L’economia circolare degli alimenti zootecnici, una bella storia di Assalzoo
Nata per trasformare molti dei sottoprodotti alimentari in alimenti per gli animali, l'industria mangimistica è un esempio di economia circolare

Il 28 maggio 2025 nel suggestivo palazzo di Villa Aurelia di Roma, Assalzoo ha voluto celebrare i suoi primi 80 anni di attività invitando i suoi soci, ossia l’industria che produce alimenti per gli animali, Ettore Prandini, presidente della Coldiretti, Massimiliano Giansanti, presidente di Copa e Confagricoltura, e Cristiano Fini, presidente della CIA e alcuni giornalisti.
Ospiti d’onore Paolo De Castro, dell’Università di Bologna, e Patrizio Giacomo La Pietra, delegato del Presidente del Consiglio nonché Sottosegretario di Stato per l’agricoltura, la sovranità alimentare e le foreste. I lavori sono stati coordinati da Claudia Cartolano, giornalista di Sky TG24.
Molto interessante la storia dell’industria mangimistica raccontata dal presidente ASSALZOO Silvio Ferrari e la fotografia della zootecnia italiana tracciata da Ersilia di Tullio di Nomisma.
Si va ai convegni per ascoltare storie e punti di vista che arricchiscono il patrimonio conoscitivo personale e collettivo o, come nel nostro caso, per meglio orientare l’offerta di contenuti che Ruminantia offre giornalmente a voi lettori.
E’ tipico di questo tempo dell’abbondanza che si faccia fatica a fare incontrare la domanda e l’offerta di idee e soluzioni. In un’epoca in cui la comunicazione si è evoluta in modo esponenziale, soprattutto grazie al digitale si è amplificato a dismisura il dialogo dentro gruppi di potere, cultura, affari e tempo libero, mentre quello tra la cittadinanza e chi ha punti di vista differenti si è arrestato, come se fosse rimasto fermo a prima dell’avvento del mainstream, ovvero del giornalismo e dell’intrattenimento generalista.
L’industria mangimistica, fin da suoi albori, è nata per trasformare molti dei sottoprodotti alimentari in alimenti per gli animali, sia da reddito che da affezione o sport, inaugurando e sostenendo di fatto la cultura tecnica e scientifica della nutrizione animale. Si deve alle reti tecniche e commerciali dell’industria mangimistica e ai piani di assistenza zootecnica (ATZ) voluti dal Sistema Allevatori AIA-APA, unitamente alla stampa specializzata, la diffusione negli allevamenti delle conoscenze e formazione in questo campo.
Un tempo gli allevatori e l’industria di trasformazione avevano un solo dovere: fornire alla gente prodotti del latte e della carne salubri e nutrienti ad un prezzo equo.
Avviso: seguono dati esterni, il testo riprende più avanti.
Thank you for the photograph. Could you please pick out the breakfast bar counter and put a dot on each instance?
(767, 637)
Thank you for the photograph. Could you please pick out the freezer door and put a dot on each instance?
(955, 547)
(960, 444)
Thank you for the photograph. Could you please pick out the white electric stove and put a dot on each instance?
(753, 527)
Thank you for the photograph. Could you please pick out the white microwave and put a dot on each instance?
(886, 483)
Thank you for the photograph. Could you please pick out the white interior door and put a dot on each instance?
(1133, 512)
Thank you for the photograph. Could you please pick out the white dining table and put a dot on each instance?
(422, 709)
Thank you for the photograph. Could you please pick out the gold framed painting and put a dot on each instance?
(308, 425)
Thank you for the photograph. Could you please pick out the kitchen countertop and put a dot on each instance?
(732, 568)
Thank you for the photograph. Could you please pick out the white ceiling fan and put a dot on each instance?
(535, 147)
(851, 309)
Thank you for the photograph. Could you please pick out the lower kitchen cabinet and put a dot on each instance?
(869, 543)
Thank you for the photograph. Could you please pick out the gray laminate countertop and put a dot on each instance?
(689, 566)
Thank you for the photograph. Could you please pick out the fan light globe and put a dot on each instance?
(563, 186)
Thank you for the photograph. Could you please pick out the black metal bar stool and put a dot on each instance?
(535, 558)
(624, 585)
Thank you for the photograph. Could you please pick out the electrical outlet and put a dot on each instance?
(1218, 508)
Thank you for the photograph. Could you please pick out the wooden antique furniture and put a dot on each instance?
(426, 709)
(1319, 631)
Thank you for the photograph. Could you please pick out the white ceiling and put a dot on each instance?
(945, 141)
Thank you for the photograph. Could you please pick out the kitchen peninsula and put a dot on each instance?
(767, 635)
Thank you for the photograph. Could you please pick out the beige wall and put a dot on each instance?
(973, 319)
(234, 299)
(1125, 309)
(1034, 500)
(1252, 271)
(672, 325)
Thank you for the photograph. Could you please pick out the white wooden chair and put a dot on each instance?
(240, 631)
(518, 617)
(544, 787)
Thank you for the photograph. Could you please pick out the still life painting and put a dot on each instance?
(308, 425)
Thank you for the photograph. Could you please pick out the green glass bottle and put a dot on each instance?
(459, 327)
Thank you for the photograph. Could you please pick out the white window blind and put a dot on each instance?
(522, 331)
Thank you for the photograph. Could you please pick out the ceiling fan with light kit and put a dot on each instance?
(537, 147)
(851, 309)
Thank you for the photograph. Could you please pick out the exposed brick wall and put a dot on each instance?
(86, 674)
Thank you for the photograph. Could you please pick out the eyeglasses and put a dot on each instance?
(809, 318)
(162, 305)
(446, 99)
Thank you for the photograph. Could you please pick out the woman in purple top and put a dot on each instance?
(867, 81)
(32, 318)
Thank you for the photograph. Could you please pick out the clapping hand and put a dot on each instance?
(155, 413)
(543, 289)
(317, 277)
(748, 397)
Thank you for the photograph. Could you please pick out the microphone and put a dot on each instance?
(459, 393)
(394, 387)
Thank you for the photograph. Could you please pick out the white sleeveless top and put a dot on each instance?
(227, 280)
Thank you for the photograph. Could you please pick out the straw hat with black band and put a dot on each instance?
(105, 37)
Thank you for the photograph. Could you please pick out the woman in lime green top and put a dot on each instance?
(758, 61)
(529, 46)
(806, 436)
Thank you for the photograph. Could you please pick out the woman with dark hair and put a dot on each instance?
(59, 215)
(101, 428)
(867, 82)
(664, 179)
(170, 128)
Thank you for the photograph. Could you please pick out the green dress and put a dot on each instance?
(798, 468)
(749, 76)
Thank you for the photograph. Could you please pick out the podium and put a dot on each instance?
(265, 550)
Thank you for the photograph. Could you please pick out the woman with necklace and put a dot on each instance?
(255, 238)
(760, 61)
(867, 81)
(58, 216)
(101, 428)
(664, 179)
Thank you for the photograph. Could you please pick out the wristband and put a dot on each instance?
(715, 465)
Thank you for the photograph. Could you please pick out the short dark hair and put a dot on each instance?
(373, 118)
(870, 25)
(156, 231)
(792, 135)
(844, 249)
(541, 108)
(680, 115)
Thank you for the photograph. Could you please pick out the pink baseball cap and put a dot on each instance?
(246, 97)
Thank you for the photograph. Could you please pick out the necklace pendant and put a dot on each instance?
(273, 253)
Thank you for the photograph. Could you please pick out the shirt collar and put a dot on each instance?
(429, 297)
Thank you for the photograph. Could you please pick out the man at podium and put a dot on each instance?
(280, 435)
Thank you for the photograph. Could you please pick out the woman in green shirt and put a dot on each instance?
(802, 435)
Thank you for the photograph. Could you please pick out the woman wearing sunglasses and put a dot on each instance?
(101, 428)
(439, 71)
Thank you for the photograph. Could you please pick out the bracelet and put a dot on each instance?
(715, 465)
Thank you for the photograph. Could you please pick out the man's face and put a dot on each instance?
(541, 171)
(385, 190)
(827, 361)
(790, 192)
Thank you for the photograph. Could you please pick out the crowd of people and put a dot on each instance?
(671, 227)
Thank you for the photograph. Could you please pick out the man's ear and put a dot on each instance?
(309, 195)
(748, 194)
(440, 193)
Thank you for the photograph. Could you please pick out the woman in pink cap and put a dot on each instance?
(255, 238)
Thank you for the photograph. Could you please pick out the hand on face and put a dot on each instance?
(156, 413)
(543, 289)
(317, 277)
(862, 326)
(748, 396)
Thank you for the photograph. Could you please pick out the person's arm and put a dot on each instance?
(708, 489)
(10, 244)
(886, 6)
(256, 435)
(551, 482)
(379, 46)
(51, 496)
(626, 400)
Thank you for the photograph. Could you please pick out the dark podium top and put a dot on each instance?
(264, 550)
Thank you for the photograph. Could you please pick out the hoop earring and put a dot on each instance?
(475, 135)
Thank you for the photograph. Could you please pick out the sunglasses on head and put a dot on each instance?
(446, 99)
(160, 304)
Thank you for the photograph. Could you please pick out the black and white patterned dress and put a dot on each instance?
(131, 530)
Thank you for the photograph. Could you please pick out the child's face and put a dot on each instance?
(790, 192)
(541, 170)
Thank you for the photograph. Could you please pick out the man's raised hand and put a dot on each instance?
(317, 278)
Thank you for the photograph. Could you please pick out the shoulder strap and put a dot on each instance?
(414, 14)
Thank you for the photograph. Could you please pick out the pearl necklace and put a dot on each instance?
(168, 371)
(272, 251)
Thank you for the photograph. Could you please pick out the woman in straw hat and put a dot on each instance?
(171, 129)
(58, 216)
Oggi però una parte consistente della gente è molto attenta alla propria salute a quella dell’ambiente, e ad evitare la sofferenza degli animali, e ama informarsi leggendo anche le etichette dei prodotti che acquista.
L’industria è molto attenta ad offrire alla gente quello che cerca e pertanto ne segue con particolare attenzione il comportamento d’acquisto. L’Osservatorio Immagino GS-1 monitora costantemente gli acquisti che gli italiani fanno nei punti vendita della GDO, nella convinzione del fatto che le etichette dei prodotti raccontano i consumi degli italiani, e da questo monitoraggio genera report semestrali da cui escono suggerimenti interessanti anche per chi produce cibo per l’uomo. I claim riconducibili all’area sostenibilità ambientale compaiono sulle etichette di 116.950 delle referenze, pari all’84.6% dei prodotti monitorati dall’Osservatorio Immagino GS-1 con un valore di 44.3 miliardi di euro.
L’abbinamento industria mangimistica – allevamento dei ruminanti è da tempi non sospetti un esempio virtuoso e ampiamente dimostrabile di sostenibilità ambientale, perché gli alimenti zootecnici che queste specie animali consumano non sono utilizzabili per l’alimentazione umana e molti sono sottoprodotti dell’industria agroalimentare. Il ruminante compie il prodigio di produrre carne e latte, ossia nutrienti di altissimo valore biologico, partendo da alimenti vegetali che verrebbero scartati e che comunque l’uomo non può digerire.
Durante i festeggiamenti per gli 80 anni di Assalzoo molti di quelli invitati a parlare si sono chiesti cosa fare. A nostro avviso, raccontare alla gente quello che fa l’economia circolare, gestita dall’industria mangimistica in particolare per i ruminanti, sarebbe un passo importante per riavvicinarla all’agricoltura e agli allevamenti.